Timeline and penalties
The EU AI Act does not switch on all at once. It phases in, with different obligations becoming applicable on different dates — the bans on prohibited uses came first, with high-risk and other requirements following on a staggered schedule. Because the exact dates depend on the category, businesses should confirm the current timeline for the obligations that affect them.
The penalties are deliberately serious — substantial fines calculated as a percentage of a company’s global annual turnover, with the steepest fines for the most serious violations. As with GDPR, the penalty design ensures large companies cannot simply treat compliance as optional.
What businesses should do now
A practical starting checklist:
- Inventory your AI. List every AI system you build or use that touches the EU.
- Classify each one by risk tier. This determines what, if anything, you must do.
- Focus on high-risk systems — that’s where the real compliance work is.
- Check transparency duties — if you use chatbots or generate AI content, make sure you’re disclosing it.
- Assign ownership. Make AI governance someone’s clear responsibility.
- Get expert advice for anything high-risk or uncertain.
For most businesses, much of their AI use will fall into the minimal- or limited-risk tiers and require little. The effort concentrates on high-risk systems — so the first job is simply knowing which of yours, if any, qualify.
FAQ
What is the EU AI Act?
The EU AI Act is the European Union’s comprehensive law regulating artificial intelligence — the first of its kind. It uses a risk-based approach, sorting AI systems into four tiers (unacceptable, high, limited, and minimal risk) and applying obligations proportionate to the risk each poses.
Does the EU AI Act apply to non-EU companies?
Yes. The Act applies extraterritorially. A company based anywhere can be covered if its AI system is placed on the EU market, used within the EU, or its outputs are used in the EU. Businesses worldwide may have obligations if their AI touches the EU.
What are the risk categories in the EU AI Act?
Four: unacceptable risk (banned outright), high risk (strict obligations, such as AI in hiring or credit), limited risk (transparency duties, such as chatbots disclosing they are AI), and minimal risk (most AI applications, largely unregulated).
What are the penalties for breaking the EU AI Act?
Penalties are substantial fines calculated as a percentage of a company’s global annual turnover, with the largest fines reserved for the most serious violations, such as using banned AI systems.

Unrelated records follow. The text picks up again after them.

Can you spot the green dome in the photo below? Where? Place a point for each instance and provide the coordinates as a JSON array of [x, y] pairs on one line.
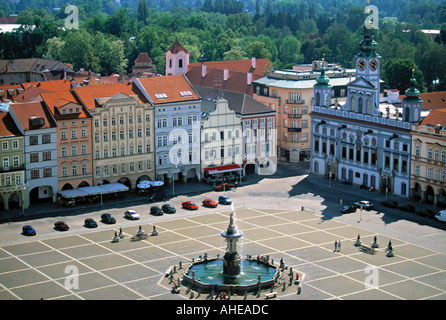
[[413, 92], [322, 80]]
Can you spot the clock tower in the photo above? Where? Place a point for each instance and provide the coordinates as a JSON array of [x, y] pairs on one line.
[[368, 61]]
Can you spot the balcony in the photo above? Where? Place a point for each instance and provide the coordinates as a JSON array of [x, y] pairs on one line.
[[289, 101]]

The design mirrors GDPR’s approach of making non-compliance genuinely costly.
What should my business do to comply with the EU AI Act?

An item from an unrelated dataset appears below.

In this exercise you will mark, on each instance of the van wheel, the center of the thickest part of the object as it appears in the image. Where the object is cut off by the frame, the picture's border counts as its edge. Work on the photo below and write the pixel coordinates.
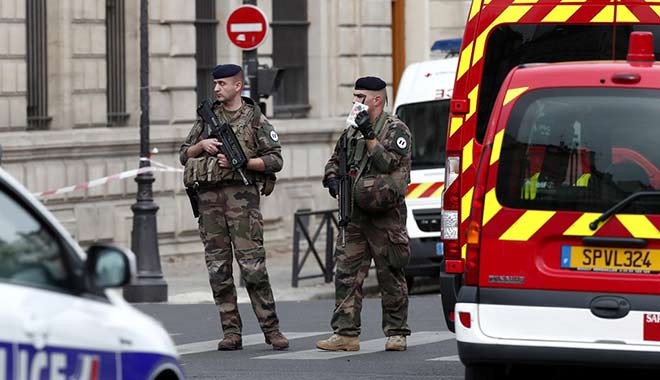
(484, 372)
(450, 284)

Start by inventorying all AI systems you build or use that touch the EU, then classify each by risk tier. Most will be low-risk and need little. Concentrate compliance effort on any high-risk systems, ensure transparency for chatbots and AI content, assign clear governance ownership, and seek legal advice where needed.
Bottom line
The EU AI Act is a landmark: the first comprehensive attempt to regulate AI, and — through its extraterritorial reach — a likely global benchmark, just as GDPR became one for data. Its risk-based design is reasonable: minimal-risk AI is left alone, while AI used for consequential decisions faces real scrutiny.
For most businesses the practical task is manageable. Inventory your AI, classify it by risk, and you’ll find the heavy obligations apply only to high-risk uses. The mistake to avoid is assuming the law doesn’t apply because you’re not in Europe — if your AI reaches the EU market, it very well might.